The Tanglewood Symposium was a conference that took place from July 23 to August 2, 1967, in Tanglewood, Massachusetts. It was sponsored by the Music Educators National Conference (MENC) in cooperation with the Berkshire Music Center, the Theodore Presser Foundation, and the School of Fine and Applied Arts of Boston University. The purpose was to discuss and define the role of music education in contemporary American society and to make recommendations to improve the effectiveness of music instruction. Participants included sociologists, scientists, labor leaders, educators, representatives of corporations, musicians, and people involved with other aspects of music.

==The Symposium==
Position papers had been published in the March and April 1967 issues of the Music Educators Journal. The papers served as the bases for discussion at the 1967 MENC divisional conferences and for the Tanglewood Symposium. The sessions were moderated by Max Kaplan, Wiley Lee Housewright (1913–2003), Allen P. Britton, David P. McAllester, and Karl D. Ernst. Three broad questions were considered:
- What are the characteristics and desirable ideologies for an emerging and postindustrial society?
- What are the values and unique functions of music and other arts for individuals and communities in such a society?
- How may these potentials be attained?

==The Tanglewood Declaration==
The Tanglewood Symposium is summarized in the statement entitled "The Tanglewood Declaration," which provided a philosophical basis for future developments in music education. Of particular importance, the Declaration called for music to be placed in the core of the school curriculum.

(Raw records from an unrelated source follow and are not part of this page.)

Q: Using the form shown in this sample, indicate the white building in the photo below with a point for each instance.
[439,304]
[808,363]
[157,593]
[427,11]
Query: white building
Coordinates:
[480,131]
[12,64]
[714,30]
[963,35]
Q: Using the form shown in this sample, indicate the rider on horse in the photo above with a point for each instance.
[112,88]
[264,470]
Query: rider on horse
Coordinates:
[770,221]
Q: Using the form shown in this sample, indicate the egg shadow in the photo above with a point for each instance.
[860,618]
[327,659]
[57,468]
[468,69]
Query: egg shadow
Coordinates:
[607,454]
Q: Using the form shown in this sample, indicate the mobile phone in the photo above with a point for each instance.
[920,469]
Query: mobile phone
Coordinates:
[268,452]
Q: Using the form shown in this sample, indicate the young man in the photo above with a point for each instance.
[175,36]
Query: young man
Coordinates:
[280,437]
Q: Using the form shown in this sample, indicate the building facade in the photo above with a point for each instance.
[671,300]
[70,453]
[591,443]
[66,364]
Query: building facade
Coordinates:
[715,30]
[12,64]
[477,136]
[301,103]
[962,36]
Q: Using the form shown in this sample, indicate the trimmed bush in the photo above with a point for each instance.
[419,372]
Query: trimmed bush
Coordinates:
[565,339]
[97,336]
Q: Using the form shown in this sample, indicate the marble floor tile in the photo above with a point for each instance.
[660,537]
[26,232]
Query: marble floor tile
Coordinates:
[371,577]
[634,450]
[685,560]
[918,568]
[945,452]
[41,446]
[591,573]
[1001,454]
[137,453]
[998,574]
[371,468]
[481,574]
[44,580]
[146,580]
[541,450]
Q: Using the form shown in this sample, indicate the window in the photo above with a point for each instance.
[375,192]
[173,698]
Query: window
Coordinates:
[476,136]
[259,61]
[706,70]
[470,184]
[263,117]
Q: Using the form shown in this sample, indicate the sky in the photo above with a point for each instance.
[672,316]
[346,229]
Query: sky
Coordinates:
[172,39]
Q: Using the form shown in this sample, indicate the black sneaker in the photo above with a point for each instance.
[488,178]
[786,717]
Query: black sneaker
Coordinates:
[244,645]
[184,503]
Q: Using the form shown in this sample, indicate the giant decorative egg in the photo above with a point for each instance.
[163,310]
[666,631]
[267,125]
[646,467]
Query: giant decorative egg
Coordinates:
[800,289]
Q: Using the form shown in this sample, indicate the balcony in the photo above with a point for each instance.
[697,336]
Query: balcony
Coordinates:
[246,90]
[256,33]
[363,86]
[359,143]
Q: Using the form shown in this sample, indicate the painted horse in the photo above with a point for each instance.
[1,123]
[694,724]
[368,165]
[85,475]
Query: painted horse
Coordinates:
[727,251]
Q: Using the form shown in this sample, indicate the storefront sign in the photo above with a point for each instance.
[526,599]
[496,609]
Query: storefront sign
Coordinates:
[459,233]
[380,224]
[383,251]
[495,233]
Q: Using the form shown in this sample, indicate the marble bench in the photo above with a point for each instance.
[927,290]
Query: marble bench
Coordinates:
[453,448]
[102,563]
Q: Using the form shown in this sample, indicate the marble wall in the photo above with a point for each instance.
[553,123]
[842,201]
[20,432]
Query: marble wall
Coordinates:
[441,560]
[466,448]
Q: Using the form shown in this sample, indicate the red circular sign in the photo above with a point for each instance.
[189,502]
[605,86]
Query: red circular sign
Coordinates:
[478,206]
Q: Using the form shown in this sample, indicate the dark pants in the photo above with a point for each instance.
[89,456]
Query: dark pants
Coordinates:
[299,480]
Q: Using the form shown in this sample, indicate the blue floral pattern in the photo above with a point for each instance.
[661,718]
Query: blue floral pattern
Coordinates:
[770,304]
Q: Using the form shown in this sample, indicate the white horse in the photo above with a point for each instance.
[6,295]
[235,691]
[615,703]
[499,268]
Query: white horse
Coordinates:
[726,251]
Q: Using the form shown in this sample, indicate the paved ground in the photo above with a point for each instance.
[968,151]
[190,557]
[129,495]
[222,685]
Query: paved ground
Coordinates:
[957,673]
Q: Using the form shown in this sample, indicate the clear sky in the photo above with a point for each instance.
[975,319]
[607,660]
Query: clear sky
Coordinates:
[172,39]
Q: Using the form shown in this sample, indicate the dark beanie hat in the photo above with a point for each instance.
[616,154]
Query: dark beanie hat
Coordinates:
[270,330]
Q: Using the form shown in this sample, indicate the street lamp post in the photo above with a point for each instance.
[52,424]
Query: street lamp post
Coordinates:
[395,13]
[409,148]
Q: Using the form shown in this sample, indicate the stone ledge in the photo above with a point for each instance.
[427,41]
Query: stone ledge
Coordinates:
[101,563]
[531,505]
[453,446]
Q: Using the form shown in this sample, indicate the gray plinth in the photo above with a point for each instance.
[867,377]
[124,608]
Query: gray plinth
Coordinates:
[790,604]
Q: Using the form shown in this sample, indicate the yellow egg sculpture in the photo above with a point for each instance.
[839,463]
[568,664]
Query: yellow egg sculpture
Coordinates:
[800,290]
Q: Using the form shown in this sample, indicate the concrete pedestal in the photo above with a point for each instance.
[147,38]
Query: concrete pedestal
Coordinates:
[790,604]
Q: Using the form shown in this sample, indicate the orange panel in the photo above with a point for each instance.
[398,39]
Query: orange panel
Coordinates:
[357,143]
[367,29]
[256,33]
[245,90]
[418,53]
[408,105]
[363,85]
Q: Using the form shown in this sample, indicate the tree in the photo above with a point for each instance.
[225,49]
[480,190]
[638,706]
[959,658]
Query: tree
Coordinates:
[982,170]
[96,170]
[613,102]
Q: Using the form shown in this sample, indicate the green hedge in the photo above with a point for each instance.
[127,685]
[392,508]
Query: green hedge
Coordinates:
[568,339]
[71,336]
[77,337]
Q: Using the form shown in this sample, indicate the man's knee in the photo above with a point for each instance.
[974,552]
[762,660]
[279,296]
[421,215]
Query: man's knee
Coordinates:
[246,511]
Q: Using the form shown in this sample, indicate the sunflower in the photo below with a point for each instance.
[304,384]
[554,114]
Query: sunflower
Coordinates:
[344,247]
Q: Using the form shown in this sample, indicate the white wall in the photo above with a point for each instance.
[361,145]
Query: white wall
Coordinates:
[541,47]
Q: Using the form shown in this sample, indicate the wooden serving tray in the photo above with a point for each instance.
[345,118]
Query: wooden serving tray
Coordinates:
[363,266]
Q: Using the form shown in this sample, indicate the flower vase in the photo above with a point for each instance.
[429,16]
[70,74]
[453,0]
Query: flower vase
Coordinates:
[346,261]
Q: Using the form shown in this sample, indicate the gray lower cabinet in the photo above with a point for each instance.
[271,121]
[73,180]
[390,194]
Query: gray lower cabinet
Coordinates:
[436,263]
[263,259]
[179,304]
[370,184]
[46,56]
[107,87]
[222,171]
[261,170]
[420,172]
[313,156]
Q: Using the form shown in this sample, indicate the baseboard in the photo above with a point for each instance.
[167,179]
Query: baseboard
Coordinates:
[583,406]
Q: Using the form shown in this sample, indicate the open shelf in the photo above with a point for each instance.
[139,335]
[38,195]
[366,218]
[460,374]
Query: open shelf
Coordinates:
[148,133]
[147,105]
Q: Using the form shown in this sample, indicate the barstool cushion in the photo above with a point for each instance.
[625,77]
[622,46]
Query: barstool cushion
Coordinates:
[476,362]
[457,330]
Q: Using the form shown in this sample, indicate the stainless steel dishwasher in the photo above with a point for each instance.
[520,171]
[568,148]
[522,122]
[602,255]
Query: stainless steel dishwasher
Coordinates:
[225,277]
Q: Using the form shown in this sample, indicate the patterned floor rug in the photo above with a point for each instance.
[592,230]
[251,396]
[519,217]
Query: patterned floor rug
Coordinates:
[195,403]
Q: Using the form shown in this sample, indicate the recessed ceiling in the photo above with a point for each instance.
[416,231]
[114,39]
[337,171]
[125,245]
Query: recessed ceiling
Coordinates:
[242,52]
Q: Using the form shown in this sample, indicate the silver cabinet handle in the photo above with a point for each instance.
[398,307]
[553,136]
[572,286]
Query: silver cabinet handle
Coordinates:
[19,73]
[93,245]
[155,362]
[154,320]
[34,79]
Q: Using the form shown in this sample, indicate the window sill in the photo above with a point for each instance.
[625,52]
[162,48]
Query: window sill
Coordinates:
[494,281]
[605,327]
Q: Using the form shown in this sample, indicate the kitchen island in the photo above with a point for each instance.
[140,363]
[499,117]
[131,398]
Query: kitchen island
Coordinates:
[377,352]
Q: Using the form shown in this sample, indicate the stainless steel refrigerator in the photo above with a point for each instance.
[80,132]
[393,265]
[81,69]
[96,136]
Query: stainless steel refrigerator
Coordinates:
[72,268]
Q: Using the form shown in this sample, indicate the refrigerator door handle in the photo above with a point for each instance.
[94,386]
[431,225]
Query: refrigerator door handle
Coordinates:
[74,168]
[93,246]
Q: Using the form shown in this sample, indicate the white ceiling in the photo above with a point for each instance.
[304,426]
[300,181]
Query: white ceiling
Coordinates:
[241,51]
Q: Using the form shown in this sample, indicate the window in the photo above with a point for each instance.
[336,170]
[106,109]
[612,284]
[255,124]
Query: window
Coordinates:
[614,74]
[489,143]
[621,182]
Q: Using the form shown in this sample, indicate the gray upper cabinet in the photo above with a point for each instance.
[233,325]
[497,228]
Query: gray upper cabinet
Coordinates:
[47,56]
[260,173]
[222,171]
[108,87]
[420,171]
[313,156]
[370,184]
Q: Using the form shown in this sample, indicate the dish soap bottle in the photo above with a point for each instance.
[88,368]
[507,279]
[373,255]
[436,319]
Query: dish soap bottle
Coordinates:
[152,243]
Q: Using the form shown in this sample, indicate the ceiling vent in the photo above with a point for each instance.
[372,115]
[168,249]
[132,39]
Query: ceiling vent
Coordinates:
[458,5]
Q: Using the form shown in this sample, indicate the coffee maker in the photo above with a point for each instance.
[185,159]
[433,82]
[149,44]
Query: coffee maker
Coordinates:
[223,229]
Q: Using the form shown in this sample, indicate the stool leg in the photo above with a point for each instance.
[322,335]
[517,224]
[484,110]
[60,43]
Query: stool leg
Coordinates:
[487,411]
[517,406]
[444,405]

- a.	Music serves best when its integrity as an art is maintained.
- b.	Music of all periods, styles, forms, and cultures belongs in the curriculum. The musical repertory should be expanded to involve music of our time in its rich variety, including currently popular teenage music and avant-garde music, American folk music, and the music of other cultures.
- c.	Schools and colleges should provide adequate time for music programs ranging from pre-school through adult or continuing education.
- d.	Instruction in the arts should be a general and important part of education in the senior high school.
- e.	Developments in educational technology, educational television, programmed instruction, and computer-assisted instruction should be applied to music study and research.
- f.	Greater emphasis should be placed on helping the individual student to fulfill their needs, goals, and potentials.
- g.	The music education profession must contribute its skills, proficiencies, and insights toward assisting in the solution of urgent social problems as in the "inner city" or other areas with culturally deprived individuals.
- h.	Programs of teacher education must be expanded and improved to provide music teachers who are specially equipped to teach high school courses in the history and literature of music, courses in the humanities and related arts, as well as teachers equipped to work with the very young, with adults, with the disadvantaged, and with the emotionally disturbed.